Based on a same-named European show set on the border between Sweden and Denmark, The Bridge was developed by crime show veterans Elwood Reed and Meredith Stiehm (who penned some of the most memorable episodes of Homeland). The Bridge is also a rare series with a powerful sense of place. Where AMC's southwestern crime drama Breaking Bad portrays Mexico as a forbidding extraterrestrial landscape shot through a hellish red-brown filter, this show makes Mexico look like, well, Mexico. If you’ve spent any time in the border area, you’ll sense that this series is the work of people who’ve studied more than movies. The trailers, the trucks, the scrubby terrain, the endless expanses of highway, the cantinas and taquerías with their ever-present strings of Christmas tree bulbs, all have the ring of observed truth.
So do little behavioral touches, such as the way in which a shady lawyer (Lyle Lovett, looking like a handsomer Grim Reaper in a big white hat), who represented the late Mr. Millright, visits his widow on the day of the memorial and presents her with a pot that supposedly contains three-bean salad, yet pointedly declines to take his hat off in her presence — a decision that seems thoughtless until you realize he’s there to intimidate her. The show is astute in showing how smart people of all ethnicities use cultural stereotypes of themselves to confound, deceive, and otherwise gain the upper hand. It also has a Coen brothers’–like talent for building character through vernacular dialogue, as when a pushy local cop tries to join Sonya and Marco’s investigation and is rebuffed, then says, “I think I feel a migraine comin’ on! It’s a headbuster!” I can’t speak to the veracity of the show’s legal and political details, but if it’s as credible as its portrait of daily newspapering — via a drug-addled but ferociously resourceful investigative reporter named Daniel Frye (Matthew Lillard) — we’re in good hands. (Frye’s editor is overheard warning another reporter, “File anything over 850 and I’ll cut it to size myself.”) I love shows that do their homework but don’t feel the need to constantly remind you of all the homework they’ve done.

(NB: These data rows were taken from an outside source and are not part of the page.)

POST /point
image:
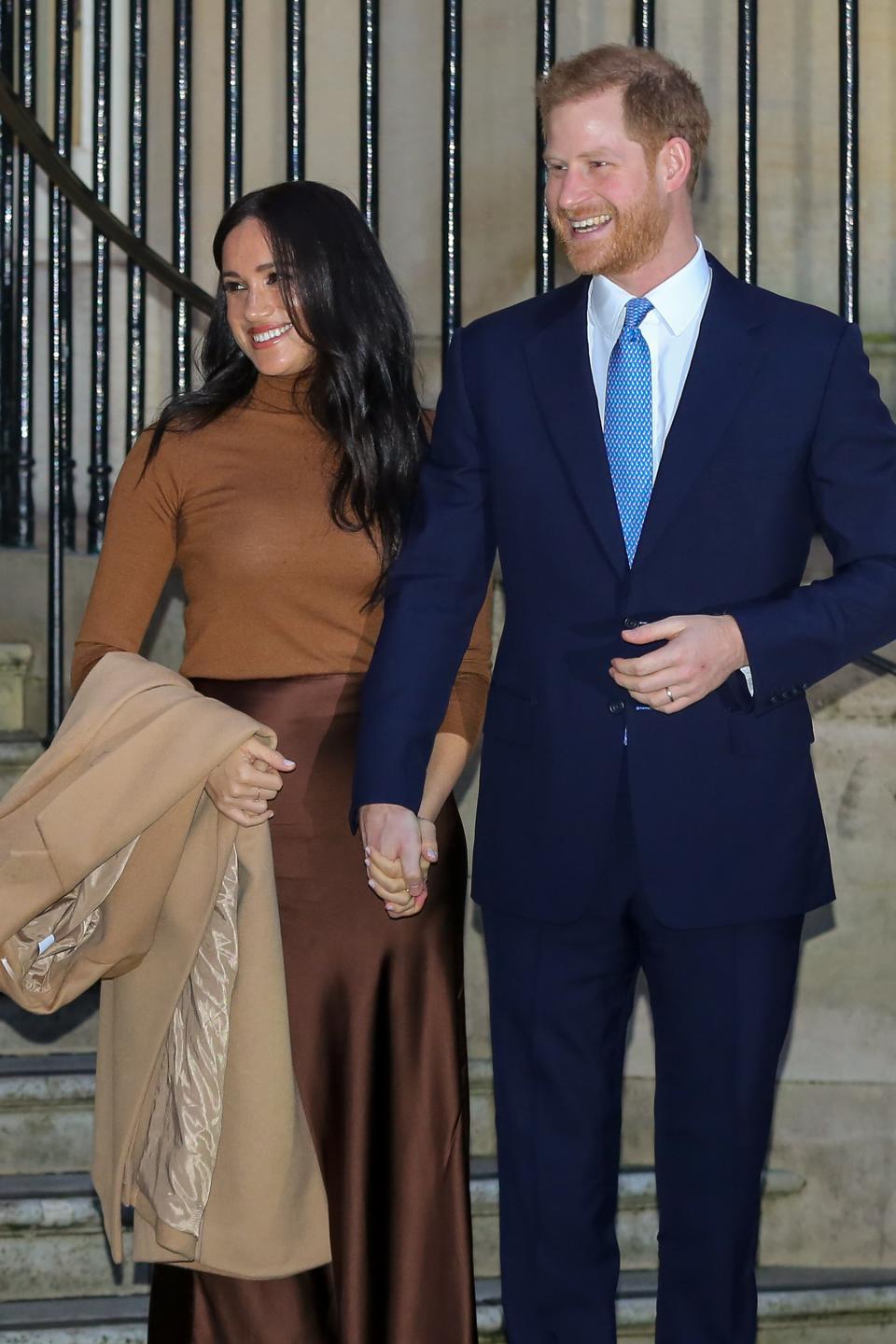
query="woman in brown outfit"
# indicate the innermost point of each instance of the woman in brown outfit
(280, 489)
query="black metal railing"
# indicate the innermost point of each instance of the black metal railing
(26, 151)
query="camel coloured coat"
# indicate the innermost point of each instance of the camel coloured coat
(116, 866)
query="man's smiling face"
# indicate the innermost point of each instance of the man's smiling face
(603, 191)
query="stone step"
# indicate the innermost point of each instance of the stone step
(483, 1139)
(74, 1320)
(795, 1307)
(52, 1243)
(46, 1113)
(637, 1221)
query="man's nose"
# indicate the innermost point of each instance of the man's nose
(574, 191)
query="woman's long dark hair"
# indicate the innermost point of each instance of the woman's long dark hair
(343, 300)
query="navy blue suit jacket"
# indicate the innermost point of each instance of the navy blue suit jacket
(779, 433)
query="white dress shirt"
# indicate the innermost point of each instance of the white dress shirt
(670, 330)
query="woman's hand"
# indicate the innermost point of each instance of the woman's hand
(244, 785)
(385, 875)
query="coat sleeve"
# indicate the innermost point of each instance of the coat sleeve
(810, 632)
(436, 590)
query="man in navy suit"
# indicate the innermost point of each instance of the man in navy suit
(651, 451)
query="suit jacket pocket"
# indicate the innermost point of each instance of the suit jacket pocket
(782, 732)
(508, 717)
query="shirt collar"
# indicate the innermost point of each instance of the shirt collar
(678, 300)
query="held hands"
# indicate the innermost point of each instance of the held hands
(244, 785)
(700, 653)
(398, 851)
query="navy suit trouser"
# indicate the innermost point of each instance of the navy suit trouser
(560, 999)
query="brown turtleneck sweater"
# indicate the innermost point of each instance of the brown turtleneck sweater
(273, 586)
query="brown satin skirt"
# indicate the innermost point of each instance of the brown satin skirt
(379, 1050)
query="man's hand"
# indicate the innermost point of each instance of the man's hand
(392, 848)
(702, 652)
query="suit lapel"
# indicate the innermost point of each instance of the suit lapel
(724, 363)
(560, 371)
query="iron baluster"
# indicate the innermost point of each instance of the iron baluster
(747, 127)
(546, 55)
(370, 110)
(234, 101)
(7, 277)
(294, 89)
(849, 159)
(60, 476)
(137, 219)
(19, 519)
(100, 362)
(182, 119)
(644, 24)
(452, 93)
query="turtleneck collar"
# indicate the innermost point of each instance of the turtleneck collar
(275, 393)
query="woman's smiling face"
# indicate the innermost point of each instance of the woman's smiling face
(256, 309)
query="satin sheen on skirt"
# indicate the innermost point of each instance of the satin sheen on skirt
(379, 1050)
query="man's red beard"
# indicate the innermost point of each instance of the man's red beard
(635, 238)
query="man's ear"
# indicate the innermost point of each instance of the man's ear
(675, 164)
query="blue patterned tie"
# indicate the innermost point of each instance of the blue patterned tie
(627, 424)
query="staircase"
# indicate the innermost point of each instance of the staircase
(58, 1285)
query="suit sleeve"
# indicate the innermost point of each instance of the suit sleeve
(436, 592)
(806, 635)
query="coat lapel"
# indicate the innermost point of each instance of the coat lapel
(560, 371)
(724, 363)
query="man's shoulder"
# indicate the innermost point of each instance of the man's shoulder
(791, 315)
(526, 317)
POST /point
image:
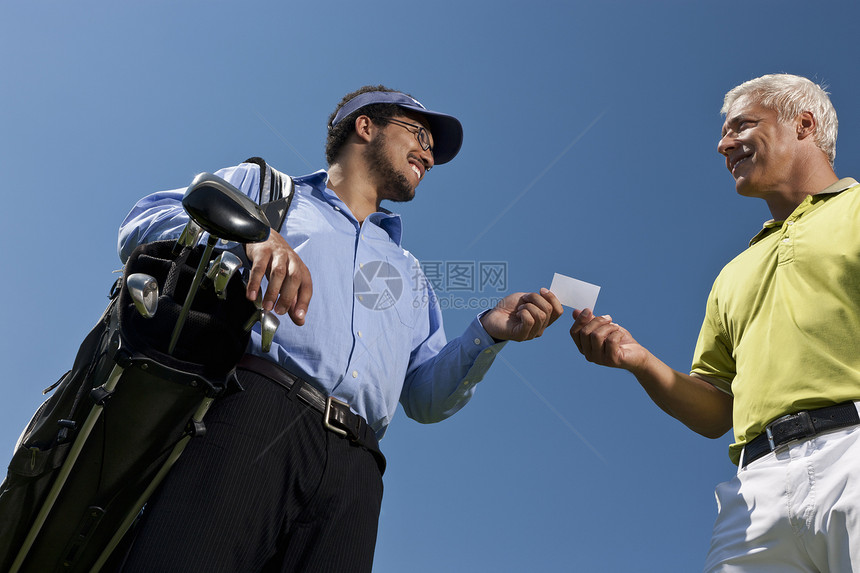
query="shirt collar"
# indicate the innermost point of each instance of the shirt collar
(384, 219)
(842, 185)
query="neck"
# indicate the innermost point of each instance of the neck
(810, 177)
(353, 186)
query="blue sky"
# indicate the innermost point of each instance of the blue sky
(590, 150)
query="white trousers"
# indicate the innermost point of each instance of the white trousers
(796, 509)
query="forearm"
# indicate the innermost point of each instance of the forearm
(694, 402)
(443, 380)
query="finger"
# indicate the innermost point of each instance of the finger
(292, 269)
(581, 318)
(528, 322)
(277, 273)
(593, 324)
(303, 297)
(259, 265)
(557, 308)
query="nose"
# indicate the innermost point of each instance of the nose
(726, 144)
(427, 158)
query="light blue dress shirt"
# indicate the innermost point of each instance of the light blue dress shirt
(373, 333)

Running beneath all the crime scene investigations, oddly insinuating small talk, and occasional bursts of savage violence is a sense of despair for how people and institutions and countries prize money and comfort above all else, and don’t particularly care about suffering unless it's their own. The killer’s taunts to police and the media make it seem as though he’s killing in order to force every character to think about the supposed equality of all people, and how illusory that equality really is. “Five murders a year in El Paso,” he says. “In Juarez, thousands. Why is one dead white woman more important than so many dead across the bridge?” The show’s people may lack compassion, but The Bridge clearly doesn’t. It cares as much about the young prostitutes and drug cartel foot soldiers in Mexico, the immigrants who sneak over the border, and the “coyotes” who prey on them as it does about the American reporters, police, businessmen, and politicians. Compared to all this, the occasional bum lines and scenes seem so negligible as not to merit mention. You can feel a network’s growing pains as you watch The Bridge, but growing pains are good. They’re what you feel when you’re evolving.